All-original with an understated flame top faded to a gorgeous yellow, he describes its condition as “7.5 out of 10.” Its PAFs are not super-hot.
“You don’t plug it in and go ‘Holy s**t!,’ but everything you play on it sounds like a record. It has the most friendly, recordable tone. Every note is 10 out of 10 sustain, everywhere on the neck. It’s the perfect emotion vehicle, doesn’t hold you back in any way. Not all ’Bursts are great, but when you get a good one, there’s nothing like it.”
After being re-fretted by Greg Voros at Gruhn Guitars (“the Michelangelo of frets,” Bukovac says), it now “…plays so good. It’s hard to put the thing down.”
So, writing came easy working that way?
TB: For sure. We got to where we had so manysongs we had a hard time narrowing it down to just 10 or 11. That was another time I was glad Dean’s around, because he’s so good about picking the best bits and fashioning them into tunes, editing them just right. Every time I got something back from him, it was like Christmas.
Are there certain tracks that stick more in your brain?
TB: My favorite is “Space Wagon.” Something about that spooky melody just gets me. It’s so cool, and it’s one people will notice the least.
DD: I got “The Bird Returns” with bass, drums, and guitars all but done. It shows how brilliant Tom is and is one of the most beautiful songs I’ve ever heard. Ryan [Williams] and I looked at each other teary-eyed because the track was so beautiful, going, “Wow, that is really something special.” And my next thought was, “How do I not break this? (laughs) How do I not ruin this?” So I very delicately added a bit of acoustic on the bridge.
I later mentioned to Tom, “We should have somebody play a little [Wurlitzer organ] on this.” He goes, “I got the guy – the legendary Matt Rollings.” I came up with the bridge chords, though Tom played them, and I played the slide solo and the out solo.
Do you have immediate plans to do more together?
TB: People have asked if we’re going to play live, and I doubt that’ll happen in person, but I think we both would love to do some live streams – put a great band together and do faithful reproductions of the songs.
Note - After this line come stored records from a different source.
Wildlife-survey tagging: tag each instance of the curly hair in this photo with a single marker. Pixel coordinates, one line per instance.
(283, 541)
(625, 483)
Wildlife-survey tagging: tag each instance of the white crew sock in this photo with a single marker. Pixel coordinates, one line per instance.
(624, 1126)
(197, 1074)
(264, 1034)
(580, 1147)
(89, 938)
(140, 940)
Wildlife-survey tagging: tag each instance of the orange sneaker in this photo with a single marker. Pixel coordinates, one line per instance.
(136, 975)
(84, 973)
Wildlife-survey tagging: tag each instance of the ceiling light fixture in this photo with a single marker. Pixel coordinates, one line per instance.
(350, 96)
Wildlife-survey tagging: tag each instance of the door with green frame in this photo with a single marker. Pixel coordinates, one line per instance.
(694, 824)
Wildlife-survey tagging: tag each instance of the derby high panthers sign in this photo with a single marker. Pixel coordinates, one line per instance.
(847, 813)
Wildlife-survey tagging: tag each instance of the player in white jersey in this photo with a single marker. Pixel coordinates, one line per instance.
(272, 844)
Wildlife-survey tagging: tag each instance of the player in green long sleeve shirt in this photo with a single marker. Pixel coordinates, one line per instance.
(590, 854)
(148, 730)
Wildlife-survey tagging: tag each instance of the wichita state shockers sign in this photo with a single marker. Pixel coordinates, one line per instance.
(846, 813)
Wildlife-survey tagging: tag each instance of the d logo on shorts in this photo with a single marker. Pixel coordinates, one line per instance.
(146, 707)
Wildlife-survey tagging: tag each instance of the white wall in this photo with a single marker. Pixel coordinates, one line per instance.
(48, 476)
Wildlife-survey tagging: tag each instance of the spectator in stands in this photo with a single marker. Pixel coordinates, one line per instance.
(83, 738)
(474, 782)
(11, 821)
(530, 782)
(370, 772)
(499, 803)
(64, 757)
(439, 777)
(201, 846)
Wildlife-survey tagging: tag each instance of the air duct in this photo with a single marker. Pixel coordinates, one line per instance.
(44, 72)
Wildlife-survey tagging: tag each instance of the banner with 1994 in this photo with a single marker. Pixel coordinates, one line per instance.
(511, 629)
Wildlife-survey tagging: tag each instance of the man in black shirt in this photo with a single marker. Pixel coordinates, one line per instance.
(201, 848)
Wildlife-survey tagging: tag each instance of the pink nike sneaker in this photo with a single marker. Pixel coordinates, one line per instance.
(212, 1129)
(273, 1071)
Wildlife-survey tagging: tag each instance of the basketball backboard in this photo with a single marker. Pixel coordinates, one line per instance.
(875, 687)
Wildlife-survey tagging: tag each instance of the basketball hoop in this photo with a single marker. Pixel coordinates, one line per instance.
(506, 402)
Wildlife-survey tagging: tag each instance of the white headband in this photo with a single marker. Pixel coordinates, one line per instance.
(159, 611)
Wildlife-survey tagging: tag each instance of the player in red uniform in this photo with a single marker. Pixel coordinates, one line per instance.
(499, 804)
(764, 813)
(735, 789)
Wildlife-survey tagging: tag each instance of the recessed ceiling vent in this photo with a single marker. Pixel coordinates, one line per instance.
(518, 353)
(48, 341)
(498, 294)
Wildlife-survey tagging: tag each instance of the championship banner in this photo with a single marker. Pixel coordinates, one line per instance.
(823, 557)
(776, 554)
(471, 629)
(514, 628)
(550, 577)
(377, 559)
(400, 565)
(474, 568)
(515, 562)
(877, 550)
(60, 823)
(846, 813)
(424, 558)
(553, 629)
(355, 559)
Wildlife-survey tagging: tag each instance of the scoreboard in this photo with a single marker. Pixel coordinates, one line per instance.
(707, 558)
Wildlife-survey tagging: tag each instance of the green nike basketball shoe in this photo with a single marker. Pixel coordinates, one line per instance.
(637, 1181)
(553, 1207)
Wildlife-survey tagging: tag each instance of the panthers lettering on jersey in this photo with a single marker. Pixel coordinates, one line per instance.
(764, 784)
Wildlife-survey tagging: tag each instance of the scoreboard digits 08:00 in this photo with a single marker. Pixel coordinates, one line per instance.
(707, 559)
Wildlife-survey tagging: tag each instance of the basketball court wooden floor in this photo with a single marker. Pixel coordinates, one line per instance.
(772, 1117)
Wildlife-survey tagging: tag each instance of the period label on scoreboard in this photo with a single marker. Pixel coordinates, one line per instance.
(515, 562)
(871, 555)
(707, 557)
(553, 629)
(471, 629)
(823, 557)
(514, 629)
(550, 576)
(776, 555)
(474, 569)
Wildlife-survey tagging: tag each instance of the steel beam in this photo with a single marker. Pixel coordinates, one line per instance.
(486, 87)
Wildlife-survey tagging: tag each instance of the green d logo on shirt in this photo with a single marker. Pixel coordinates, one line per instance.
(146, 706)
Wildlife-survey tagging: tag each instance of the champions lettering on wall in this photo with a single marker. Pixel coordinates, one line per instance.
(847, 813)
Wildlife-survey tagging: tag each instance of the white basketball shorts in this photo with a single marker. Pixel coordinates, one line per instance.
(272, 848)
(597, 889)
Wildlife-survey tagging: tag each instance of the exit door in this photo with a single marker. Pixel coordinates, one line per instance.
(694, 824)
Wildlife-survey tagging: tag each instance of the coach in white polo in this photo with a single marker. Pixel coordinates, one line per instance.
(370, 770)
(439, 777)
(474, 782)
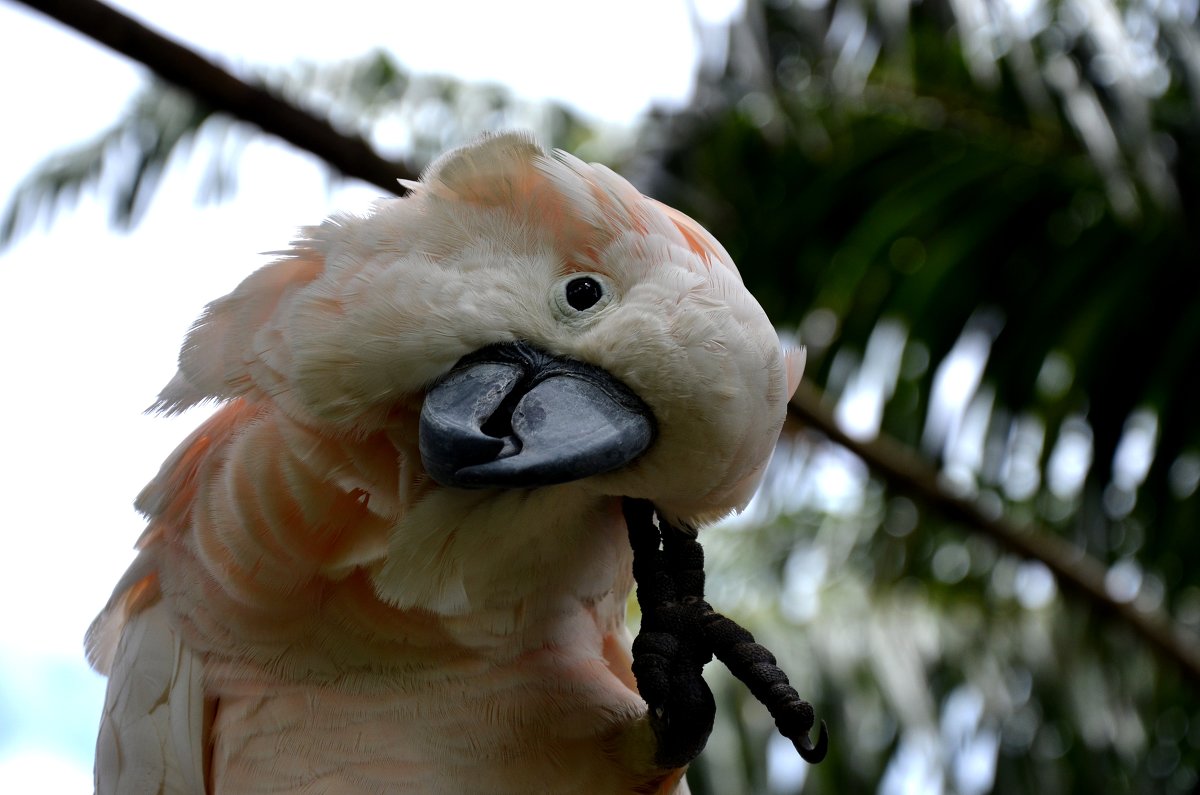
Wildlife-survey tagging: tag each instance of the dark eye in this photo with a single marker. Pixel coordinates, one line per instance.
(583, 293)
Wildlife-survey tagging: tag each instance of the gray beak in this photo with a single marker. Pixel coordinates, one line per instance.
(511, 416)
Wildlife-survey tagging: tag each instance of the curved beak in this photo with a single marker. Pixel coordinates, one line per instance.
(513, 416)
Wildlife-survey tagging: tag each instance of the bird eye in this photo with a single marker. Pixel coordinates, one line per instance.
(583, 293)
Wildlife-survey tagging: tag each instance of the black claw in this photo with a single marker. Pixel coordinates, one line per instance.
(681, 633)
(810, 753)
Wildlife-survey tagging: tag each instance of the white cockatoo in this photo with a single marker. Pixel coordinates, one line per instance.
(395, 560)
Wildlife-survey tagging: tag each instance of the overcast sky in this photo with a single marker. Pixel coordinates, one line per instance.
(91, 321)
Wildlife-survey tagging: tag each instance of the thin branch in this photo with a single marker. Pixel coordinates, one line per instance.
(1074, 569)
(221, 90)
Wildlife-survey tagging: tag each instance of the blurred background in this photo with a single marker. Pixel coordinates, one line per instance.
(979, 216)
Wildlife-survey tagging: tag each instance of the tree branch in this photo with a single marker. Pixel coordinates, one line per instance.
(1073, 568)
(221, 90)
(905, 471)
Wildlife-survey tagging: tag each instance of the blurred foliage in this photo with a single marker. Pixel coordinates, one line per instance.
(403, 115)
(982, 220)
(981, 216)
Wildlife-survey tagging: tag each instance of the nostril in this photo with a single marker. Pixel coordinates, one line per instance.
(499, 423)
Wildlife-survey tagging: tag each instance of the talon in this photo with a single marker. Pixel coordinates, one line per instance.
(810, 753)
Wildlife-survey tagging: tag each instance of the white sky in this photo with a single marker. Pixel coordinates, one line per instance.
(90, 321)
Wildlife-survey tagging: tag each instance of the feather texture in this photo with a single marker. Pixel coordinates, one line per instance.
(309, 611)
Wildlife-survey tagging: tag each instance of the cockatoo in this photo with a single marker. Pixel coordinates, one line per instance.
(396, 559)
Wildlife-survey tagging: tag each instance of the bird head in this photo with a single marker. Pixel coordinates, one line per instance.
(550, 323)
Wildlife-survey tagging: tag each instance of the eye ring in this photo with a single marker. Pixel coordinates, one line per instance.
(577, 297)
(582, 293)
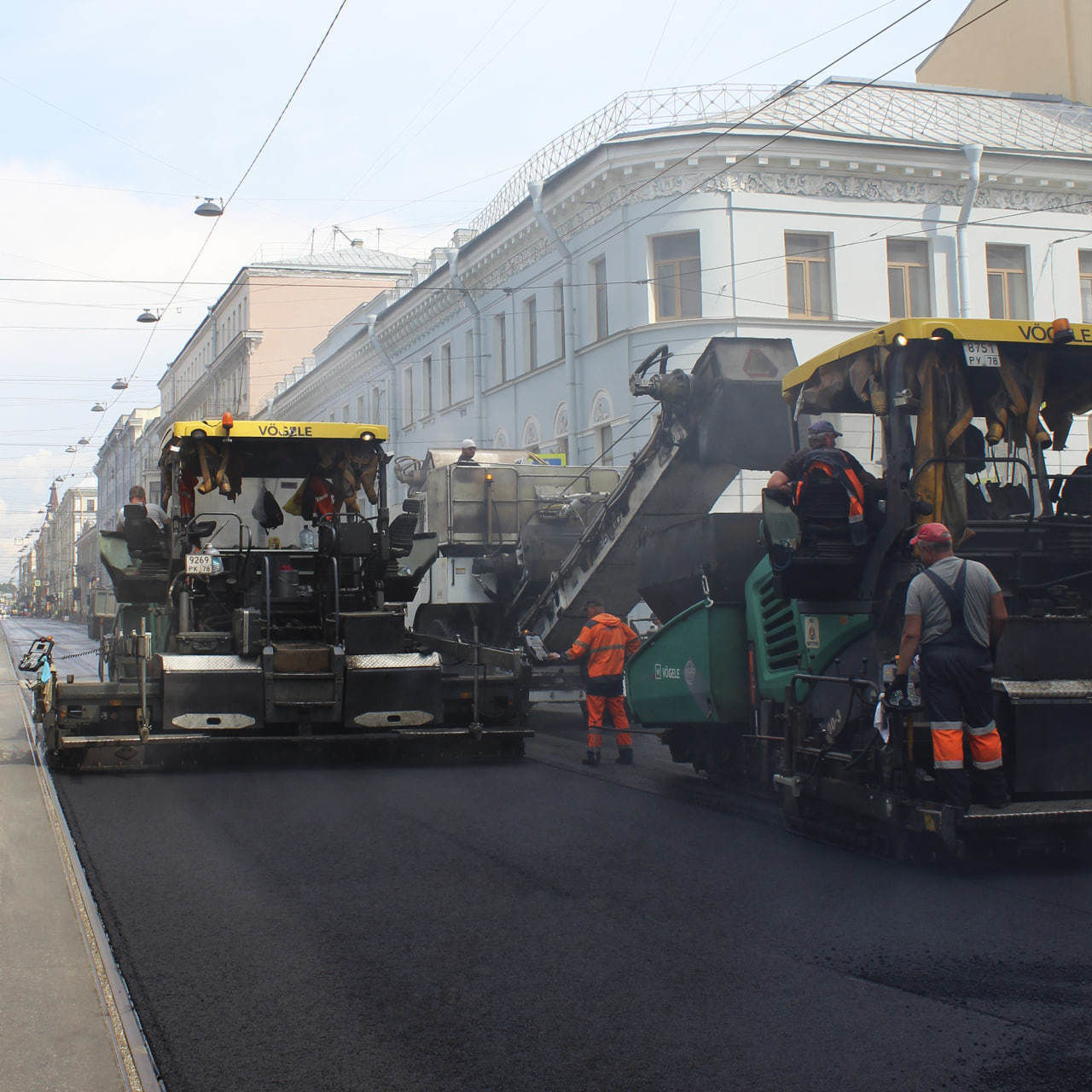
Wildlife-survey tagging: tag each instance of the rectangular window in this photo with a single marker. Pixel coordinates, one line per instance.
(1007, 281)
(1084, 264)
(604, 438)
(807, 266)
(426, 386)
(447, 381)
(531, 331)
(408, 406)
(500, 347)
(909, 277)
(676, 276)
(558, 319)
(600, 284)
(468, 363)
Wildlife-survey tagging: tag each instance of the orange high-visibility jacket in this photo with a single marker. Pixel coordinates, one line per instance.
(607, 642)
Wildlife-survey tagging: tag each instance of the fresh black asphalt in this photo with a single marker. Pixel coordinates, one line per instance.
(522, 926)
(531, 926)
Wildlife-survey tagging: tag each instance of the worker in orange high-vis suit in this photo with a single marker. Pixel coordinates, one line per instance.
(955, 615)
(607, 642)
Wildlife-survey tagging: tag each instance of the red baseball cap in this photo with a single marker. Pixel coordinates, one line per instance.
(932, 533)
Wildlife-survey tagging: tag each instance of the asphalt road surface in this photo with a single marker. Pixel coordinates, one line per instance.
(537, 925)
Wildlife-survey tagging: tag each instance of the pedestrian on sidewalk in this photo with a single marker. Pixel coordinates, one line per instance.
(607, 640)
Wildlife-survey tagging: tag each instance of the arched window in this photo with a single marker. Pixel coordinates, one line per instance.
(561, 421)
(532, 435)
(601, 416)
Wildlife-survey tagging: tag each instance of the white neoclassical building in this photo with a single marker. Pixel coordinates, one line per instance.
(674, 217)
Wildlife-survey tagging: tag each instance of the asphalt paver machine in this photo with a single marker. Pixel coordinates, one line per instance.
(773, 676)
(272, 607)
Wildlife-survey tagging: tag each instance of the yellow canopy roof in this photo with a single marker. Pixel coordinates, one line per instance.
(997, 331)
(281, 429)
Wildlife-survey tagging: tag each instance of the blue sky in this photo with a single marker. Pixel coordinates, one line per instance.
(116, 116)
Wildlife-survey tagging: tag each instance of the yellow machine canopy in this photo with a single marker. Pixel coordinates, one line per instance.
(293, 468)
(974, 391)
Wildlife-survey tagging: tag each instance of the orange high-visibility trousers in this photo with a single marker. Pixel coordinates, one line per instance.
(616, 706)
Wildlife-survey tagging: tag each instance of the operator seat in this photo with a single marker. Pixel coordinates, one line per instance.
(143, 537)
(402, 527)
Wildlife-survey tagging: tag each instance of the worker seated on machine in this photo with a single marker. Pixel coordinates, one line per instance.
(145, 526)
(826, 487)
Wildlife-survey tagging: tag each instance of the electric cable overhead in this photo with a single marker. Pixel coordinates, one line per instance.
(230, 197)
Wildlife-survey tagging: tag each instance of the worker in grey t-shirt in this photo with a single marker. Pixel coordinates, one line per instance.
(955, 614)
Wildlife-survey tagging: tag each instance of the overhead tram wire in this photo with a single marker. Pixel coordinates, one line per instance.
(246, 172)
(807, 42)
(659, 41)
(230, 197)
(1061, 206)
(791, 129)
(375, 166)
(479, 70)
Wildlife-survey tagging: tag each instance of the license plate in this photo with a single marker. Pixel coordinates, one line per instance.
(982, 355)
(199, 565)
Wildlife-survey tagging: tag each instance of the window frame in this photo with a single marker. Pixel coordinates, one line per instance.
(1005, 274)
(408, 397)
(558, 320)
(674, 273)
(600, 299)
(500, 346)
(807, 261)
(531, 332)
(447, 378)
(1084, 283)
(426, 386)
(903, 269)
I’d love to do that.
What are the chances there will be another record?
TB: Very good. We’ve been throwing ideas around and sending videos with new tunes. The reception has been wonderful. I’ve never put out a record before, so this is a big deal for me and all the positive response has been wonderful. It’s like, “Why did I wait 52 years to do this?”
What else did you take away from working together?
DD: I learned what an amazing person Tom is and came away with great friends I really love. Musically, it was definitely that “Less is more,” which Tom said out loud on a few occasions, whether I was playing bass or doing a little part or solo. He’d say, “Leave a couple notes out and see how it sounds.” And he was right. We wanted – and Tom really expressed this – the songs to have space to really breathe.
TB: What made the record the coolest is there was no ego and competition, we genuinely love each other’s playing, and I’d rather hear him play than hear me play. It wasn’t like we were fighting over solos. We just wanted to listen to each other. He’s the sweetest guy in the world – a very soulful, gentle, awesome cat.